Workaround that I found was this:

 FROM flink:1.17.0    

# install python3 and pip3
RUN apt-get update -y && \
    apt-get install -y python3 python3-pip python3-dev \
    openjdk-11-jdk-headless \
    && rm -rf /var/lib/apt/lists/* 

RUN ln -s /usr/bin/python3 /usr/bin/python

RUN wget https://repo.maven.apache.org/maven2/org/apache/flink/flink-sql-connector-kafka/1.17.0/flink-sql-connector-kafka-1.17.0.jar && wget https://repo.maven.apache.org/maven2/org/apache/flink/flink-connector-jdbc/3.0.0-1.16/flink-connector-jdbc-3.0.0-1.16.jar && wget https://jdbc.postgresql.org/download/postgresql-42.6.0.jar

RUN echo "metrics.reporters: prom" >> "$FLINK_HOME/conf/flink-conf.yaml"; \
    echo "metrics.reporter.prom.factory.class: org.apache.flink.metrics.prometheus.PrometheusReporterFactory" >> "$FLINK_HOME/conf/flink-conf.yaml"

# Installing OpenJDK again & setting this is required due to a bug with M1 Macs
ENV JAVA_HOME=/usr/lib/jvm/java-11-openjdk-arm64

COPY requirements.txt /opt/flink/

# # Install py dependencies
RUN pip install --no-cache-dir -r /opt/flink/requirements.txt    

I went through few stackoverflow questions and finally I found this QnA relevant to this issue.

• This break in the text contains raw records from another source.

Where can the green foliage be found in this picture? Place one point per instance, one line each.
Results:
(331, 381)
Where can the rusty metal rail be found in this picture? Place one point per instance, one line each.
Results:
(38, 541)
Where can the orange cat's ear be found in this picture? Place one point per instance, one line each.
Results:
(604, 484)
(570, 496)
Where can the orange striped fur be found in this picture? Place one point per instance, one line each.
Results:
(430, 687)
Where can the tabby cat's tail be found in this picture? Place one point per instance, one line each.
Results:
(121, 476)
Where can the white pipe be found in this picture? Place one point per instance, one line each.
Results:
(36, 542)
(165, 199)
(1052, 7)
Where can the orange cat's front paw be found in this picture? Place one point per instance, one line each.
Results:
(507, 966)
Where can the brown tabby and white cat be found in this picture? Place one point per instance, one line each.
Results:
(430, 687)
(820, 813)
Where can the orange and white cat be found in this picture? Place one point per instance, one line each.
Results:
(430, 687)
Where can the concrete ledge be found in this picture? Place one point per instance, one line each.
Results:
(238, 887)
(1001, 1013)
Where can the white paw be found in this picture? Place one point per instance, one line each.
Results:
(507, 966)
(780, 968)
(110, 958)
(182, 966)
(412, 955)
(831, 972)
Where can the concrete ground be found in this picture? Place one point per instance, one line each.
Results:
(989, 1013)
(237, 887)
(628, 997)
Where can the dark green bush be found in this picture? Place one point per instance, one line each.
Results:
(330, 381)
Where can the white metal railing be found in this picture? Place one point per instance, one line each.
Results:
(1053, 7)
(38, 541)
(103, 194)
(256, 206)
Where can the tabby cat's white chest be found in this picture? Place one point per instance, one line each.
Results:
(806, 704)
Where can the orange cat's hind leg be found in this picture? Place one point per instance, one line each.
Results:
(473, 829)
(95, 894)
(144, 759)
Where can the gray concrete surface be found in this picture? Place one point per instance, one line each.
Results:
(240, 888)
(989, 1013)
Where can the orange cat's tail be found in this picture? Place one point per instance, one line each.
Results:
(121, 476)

There were 2 changes in the dockerfile

  1. Installing openjdk-11-jdk-servless library
  2. Defining env JAVA_HOME to /usr/lib/jvm/java-11-openjdk-arm64

I am doing further research to find the root of the problems. At initial glance, it seems the openjdk having an issue with Arm64 architecture and required a specific version in order to work with apache-flink

ShubhamShaswat commented 7 months ago

once this issue is resolved. You would face error:

sqlalchemy.exc.OperationalError: (psycopg2.OperationalError) SCRAM authentication requires libpq version 10 or above

This can be easily fixed by updating psycopg2-binary==2.9.3 to psycopg2-binary==2.9.6 in container/datagen/Dockerfile

This issue again related to Arm64 architeture.

josephmachado commented 7 months ago

Thank you @ShubhamShaswat for the detailed resolution! I'll try this and check if build work on my local machine and push it if it does!